DNA is one of the key building blocks of life and its use as genetic material stems, in part, from its surprising stability. Nevertheless, DNA is susceptible to erosion and degradation. This degradation results in very poor DNA quality when extraction is attempted on fossils. Another important point is that conventional methods for preparing samples for high-throughput sequencing relies on double stranded DNA, while DNA degradation results in single stranded DNA becoming a significant portion of the population in fossils. Relying on double-stranded DNA methods not only loses this sizable fraction of DNA, but also results in an enrichment of exogenous contaminant DNA from bacteria or even humans. For example, in the Neanderthal genome project, a significant correlation was observed between the length of the fragment and its similarity to modern humans implying that large fragments (which come from higher quality DNA) were in fact from contaminants. This issue is the exact problem that this study has tackled. They have developed a sequencing strategy that involves single stranded DNA rather than double stranded ones. This method would better capture the degraded samples and it is due to this enhancement that they had actually succeeded in producing a rather high-quality sequence of the ancient fossil. They achieved more than 20-fold coverage of the genome on average, meaning that each position in the genome was read 20 times independently which significantly increases the accuracy of the sequence. In comparison the Neanderthal project scored a 1.5-fold coverage of the genome. This surprising jump in quality is a testament to the effectiveness of their proposed method in sequencing fossilized DNA.

Why does it matter?

This level of coverage and accuracy in sequence enables us to make key inferences both about the individual and the population where she came from. While the fossil was really only a partial bone from a finger and a couple of teeth, the researchers have determined the color of her eyes, hair and skin. But more importantly, with such accuracy, we can tell apart the maternal chromosomes (those coming from the mother) from paternal ones (those coming from the father). What can we do with this information? For starters we can determine whether the parents where close relatives or not (which in this case they weren’t). However, while the parents were not closely related, their genome shows portion of significant similarity. This observation implies that the population in which this girl was living, showed very low genetic diversity. This can be due to the population size. Small populations results in an effect called “bottlenecking” in which few individuals shape the markup of the whole population resulting in very low diversity. Another important finding is that Denisovans (which this girl is a member of) split from modern humans around 180,000 years ago.

What else?

We can gain important insights by comparing this ancient genome to those of modern humans in terms of differences. Looking at the two genomes side-by-side, these researchers observe that a significant fraction of these changes affect brain development and function. While this may not be a surprising observation (since we already associate modern humans with higher brain size and function), it underscores the potential role of brain morphology and development in the evolution of our species.

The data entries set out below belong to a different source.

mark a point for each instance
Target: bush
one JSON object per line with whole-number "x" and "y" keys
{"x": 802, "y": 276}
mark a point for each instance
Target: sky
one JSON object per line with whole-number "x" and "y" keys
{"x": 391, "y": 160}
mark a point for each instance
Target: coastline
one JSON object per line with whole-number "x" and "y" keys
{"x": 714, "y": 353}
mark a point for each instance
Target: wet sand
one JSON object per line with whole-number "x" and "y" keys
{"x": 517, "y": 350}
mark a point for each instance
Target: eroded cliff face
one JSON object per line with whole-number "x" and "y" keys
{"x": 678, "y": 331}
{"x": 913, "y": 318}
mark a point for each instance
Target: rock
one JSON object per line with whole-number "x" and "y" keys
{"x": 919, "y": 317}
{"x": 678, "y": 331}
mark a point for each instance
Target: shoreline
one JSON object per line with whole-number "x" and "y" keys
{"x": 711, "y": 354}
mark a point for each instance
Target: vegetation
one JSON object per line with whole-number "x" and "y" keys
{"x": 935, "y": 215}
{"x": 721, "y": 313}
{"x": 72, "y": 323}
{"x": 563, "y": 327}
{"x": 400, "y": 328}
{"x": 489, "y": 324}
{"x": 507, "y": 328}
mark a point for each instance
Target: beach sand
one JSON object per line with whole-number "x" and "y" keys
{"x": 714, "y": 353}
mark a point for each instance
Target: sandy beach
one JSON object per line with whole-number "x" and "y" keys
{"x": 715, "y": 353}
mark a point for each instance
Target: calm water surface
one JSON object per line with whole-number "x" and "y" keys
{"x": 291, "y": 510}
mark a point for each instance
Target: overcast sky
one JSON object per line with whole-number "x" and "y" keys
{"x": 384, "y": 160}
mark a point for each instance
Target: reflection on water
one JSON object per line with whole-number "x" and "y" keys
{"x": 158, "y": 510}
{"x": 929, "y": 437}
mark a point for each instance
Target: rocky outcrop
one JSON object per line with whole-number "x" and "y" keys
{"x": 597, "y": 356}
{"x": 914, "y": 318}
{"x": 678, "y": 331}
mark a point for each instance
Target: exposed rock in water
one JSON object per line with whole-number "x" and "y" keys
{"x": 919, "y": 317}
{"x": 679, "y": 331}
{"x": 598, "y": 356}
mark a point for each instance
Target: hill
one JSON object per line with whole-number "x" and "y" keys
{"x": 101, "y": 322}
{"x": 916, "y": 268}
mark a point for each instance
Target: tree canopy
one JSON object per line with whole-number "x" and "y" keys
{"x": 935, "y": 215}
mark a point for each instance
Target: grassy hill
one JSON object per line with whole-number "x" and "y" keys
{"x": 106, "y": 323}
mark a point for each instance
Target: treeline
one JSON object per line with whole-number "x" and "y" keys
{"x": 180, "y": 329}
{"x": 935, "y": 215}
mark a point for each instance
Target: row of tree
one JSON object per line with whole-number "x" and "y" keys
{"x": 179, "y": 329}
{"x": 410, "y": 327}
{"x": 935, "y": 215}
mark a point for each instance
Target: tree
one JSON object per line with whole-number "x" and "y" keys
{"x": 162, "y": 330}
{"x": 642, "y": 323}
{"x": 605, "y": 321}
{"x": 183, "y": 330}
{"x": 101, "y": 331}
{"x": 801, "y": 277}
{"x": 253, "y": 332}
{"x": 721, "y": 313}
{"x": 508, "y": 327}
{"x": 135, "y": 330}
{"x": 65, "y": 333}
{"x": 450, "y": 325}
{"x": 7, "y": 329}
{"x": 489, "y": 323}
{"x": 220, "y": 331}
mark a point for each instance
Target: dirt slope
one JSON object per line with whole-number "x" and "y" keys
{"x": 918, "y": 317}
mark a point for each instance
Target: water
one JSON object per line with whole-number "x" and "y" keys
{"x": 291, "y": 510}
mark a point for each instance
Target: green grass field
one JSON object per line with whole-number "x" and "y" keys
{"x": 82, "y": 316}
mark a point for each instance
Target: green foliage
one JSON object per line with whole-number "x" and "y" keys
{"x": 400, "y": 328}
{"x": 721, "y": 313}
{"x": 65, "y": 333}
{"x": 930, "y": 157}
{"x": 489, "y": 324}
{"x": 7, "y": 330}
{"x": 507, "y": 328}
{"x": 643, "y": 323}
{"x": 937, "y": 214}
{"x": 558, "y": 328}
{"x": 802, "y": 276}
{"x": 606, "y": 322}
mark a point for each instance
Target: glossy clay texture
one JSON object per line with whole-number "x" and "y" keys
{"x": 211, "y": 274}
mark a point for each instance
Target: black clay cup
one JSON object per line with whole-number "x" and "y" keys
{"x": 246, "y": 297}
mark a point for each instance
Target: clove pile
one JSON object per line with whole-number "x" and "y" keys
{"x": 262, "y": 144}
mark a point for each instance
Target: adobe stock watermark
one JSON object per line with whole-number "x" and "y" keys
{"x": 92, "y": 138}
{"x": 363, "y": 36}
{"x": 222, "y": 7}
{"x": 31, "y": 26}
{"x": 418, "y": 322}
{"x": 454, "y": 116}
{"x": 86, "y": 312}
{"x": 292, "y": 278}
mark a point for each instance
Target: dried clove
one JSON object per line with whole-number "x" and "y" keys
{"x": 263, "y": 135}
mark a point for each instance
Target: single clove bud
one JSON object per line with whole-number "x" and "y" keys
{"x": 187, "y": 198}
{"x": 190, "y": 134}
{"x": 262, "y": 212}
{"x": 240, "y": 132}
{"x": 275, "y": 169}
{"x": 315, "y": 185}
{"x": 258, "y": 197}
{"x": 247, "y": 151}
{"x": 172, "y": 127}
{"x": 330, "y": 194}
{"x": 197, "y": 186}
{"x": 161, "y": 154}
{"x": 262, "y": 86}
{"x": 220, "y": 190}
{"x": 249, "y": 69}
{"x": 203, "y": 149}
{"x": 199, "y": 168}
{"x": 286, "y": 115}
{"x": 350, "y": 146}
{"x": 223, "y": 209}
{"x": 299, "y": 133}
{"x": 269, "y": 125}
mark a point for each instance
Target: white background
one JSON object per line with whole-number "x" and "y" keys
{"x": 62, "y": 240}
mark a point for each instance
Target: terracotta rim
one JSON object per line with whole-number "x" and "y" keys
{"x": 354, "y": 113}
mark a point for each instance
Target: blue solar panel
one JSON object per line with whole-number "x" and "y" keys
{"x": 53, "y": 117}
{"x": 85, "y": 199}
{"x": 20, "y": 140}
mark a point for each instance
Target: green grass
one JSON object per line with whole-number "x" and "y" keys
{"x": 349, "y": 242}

The plethora of information and knowledge that we gain from a single sequenced genome is outstanding. While we should be cautious of generalizing our findings based on a single individual to whole populations across Asia or even the world, there are in fact no other sources where this knowledge can be found. Similar studies can portray a detailed picture of our genomes and its evolution through ages. A low hanging fruit is to use this novel sequencing methodology to sequence other available samples (including the Neanderthal ones).